To jump ahead to the negotiations of the 2015 contract, we were never given a chance to do that. There were sessions where some of the articles were discussed by members of the bargaining team with CPS negotiators but not in front of the larger group setting. Clinicians were tacked on at the end of the third session counselors had with the Board along with special education teachers. We were allowed only one representative for each group and were given less time to explain our articles!

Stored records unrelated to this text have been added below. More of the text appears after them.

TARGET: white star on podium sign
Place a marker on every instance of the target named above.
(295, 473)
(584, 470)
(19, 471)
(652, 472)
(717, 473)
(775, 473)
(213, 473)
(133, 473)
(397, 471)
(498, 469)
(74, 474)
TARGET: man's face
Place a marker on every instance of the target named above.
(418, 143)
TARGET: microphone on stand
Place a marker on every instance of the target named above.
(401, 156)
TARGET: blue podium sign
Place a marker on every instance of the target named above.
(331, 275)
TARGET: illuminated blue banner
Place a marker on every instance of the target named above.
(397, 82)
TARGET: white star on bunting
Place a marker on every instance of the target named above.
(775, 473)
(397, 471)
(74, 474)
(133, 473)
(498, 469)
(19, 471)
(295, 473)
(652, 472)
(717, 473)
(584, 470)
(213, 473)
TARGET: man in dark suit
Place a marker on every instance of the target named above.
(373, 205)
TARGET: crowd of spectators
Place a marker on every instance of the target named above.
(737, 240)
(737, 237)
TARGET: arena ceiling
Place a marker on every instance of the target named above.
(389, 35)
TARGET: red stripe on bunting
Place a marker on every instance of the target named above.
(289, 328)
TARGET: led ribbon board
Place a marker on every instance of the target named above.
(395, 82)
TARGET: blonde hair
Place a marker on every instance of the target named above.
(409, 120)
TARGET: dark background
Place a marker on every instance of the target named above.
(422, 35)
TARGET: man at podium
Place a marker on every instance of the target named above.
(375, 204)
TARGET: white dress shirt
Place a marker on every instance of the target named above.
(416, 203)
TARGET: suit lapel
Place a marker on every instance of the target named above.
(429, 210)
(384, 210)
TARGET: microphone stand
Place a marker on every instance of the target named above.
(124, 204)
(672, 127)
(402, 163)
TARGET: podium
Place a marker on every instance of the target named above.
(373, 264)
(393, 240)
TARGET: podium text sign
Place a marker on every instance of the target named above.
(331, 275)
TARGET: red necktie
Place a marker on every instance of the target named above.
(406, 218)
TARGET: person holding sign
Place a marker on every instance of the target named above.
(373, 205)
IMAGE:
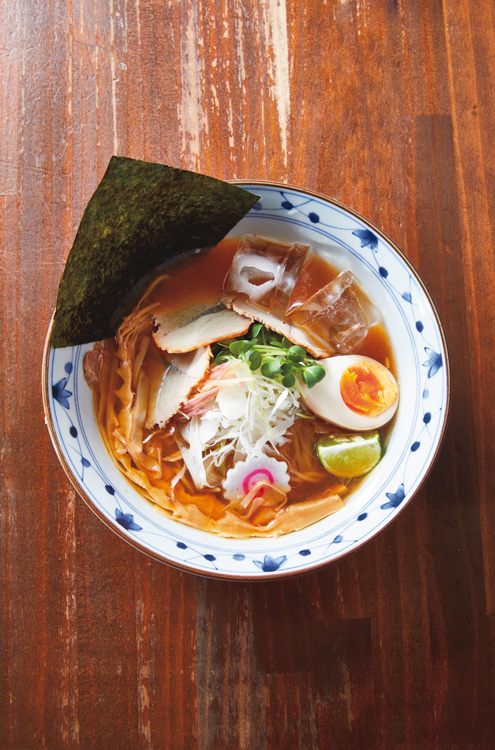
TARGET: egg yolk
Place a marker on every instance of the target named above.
(366, 390)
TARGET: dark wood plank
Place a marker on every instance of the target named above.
(387, 105)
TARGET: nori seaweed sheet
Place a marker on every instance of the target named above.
(140, 215)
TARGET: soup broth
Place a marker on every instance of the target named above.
(130, 371)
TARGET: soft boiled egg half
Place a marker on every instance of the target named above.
(357, 393)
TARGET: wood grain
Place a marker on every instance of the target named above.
(387, 105)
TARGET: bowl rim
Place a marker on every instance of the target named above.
(279, 574)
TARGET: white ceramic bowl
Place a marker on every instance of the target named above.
(423, 373)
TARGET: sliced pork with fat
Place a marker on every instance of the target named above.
(171, 387)
(193, 327)
(294, 334)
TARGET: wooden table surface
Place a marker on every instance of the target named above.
(387, 105)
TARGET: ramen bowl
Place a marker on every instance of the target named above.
(413, 326)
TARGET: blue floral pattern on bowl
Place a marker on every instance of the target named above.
(417, 338)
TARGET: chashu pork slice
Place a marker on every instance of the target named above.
(172, 382)
(293, 333)
(190, 328)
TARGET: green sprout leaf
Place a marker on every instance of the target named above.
(276, 356)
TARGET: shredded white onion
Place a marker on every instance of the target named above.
(249, 416)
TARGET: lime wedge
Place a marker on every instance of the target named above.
(349, 456)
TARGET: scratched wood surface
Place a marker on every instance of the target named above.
(387, 105)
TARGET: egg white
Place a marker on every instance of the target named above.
(325, 400)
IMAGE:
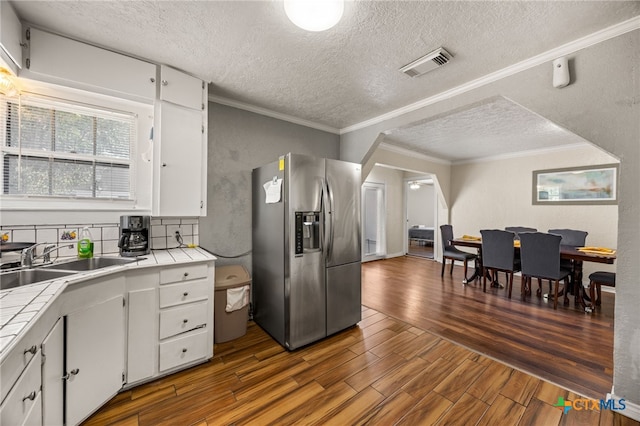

The one thing I kept saying about the differences between the two contract negotiations was that Rahm and his Board learned from the 2012 process whereas CTU continued with the same tactics and was disarmed when the Board started to make their maneuvers. One of the most brilliant maneuvers that CTU did was to have the strike vote before the 2011-2012 school year ended. The Board cried ‘foul’ but the SB 7 language did not say CTU had to wait for all of the steps to be completed and CTU had the vote during the fact finding period. The 2015 saw the Board stall the process so that if there would be a vote to strike, it would have to occur late in the 2014-2015 school year of at the beginning of the following school year. Another tactic CPS did was to take back having CTU members pay the full pension of 7% and date of the first paycheck was April 1st. CTU planned a ‘Day of Action’ on that date but instead said it was for the broader issues of alternative funding, etc. CTU members were upset about the going ahead with the action as it would mean another furlough day after the announcement of CPS to have them take three days without pay! CTU handed the Board another day they did not have to pay to CTU members.

Another difference was the fact that all of the members of the 2012 Big Bargaining Team stayed on until the end of the contract negotiations. This last bargaining which ended in October 2016, three members were taken off the team around Labor Day, six weeks before the last push. The reason was given that we had retired but two of us had retired a year before but still remained on the team during the school year 2015-2016. I know there was concern that I was taken off as I was a very strong voice for clinicians. I heard from a number of fellow Big Bargaining Team members that my absence hurt the clinician cause and they were disappointed that after two years of being on the team, I was not allowed to see it to the end. I want to end this with a quote from Jim Franczek on his assessment of the 2012 contract; “It was the shittiest contract that CTU ever negotiated’ (Ashby and Bruno, 2016, p. 227). It would be interesting what he would think of the latest contract which for many CTU members believe is even crappier!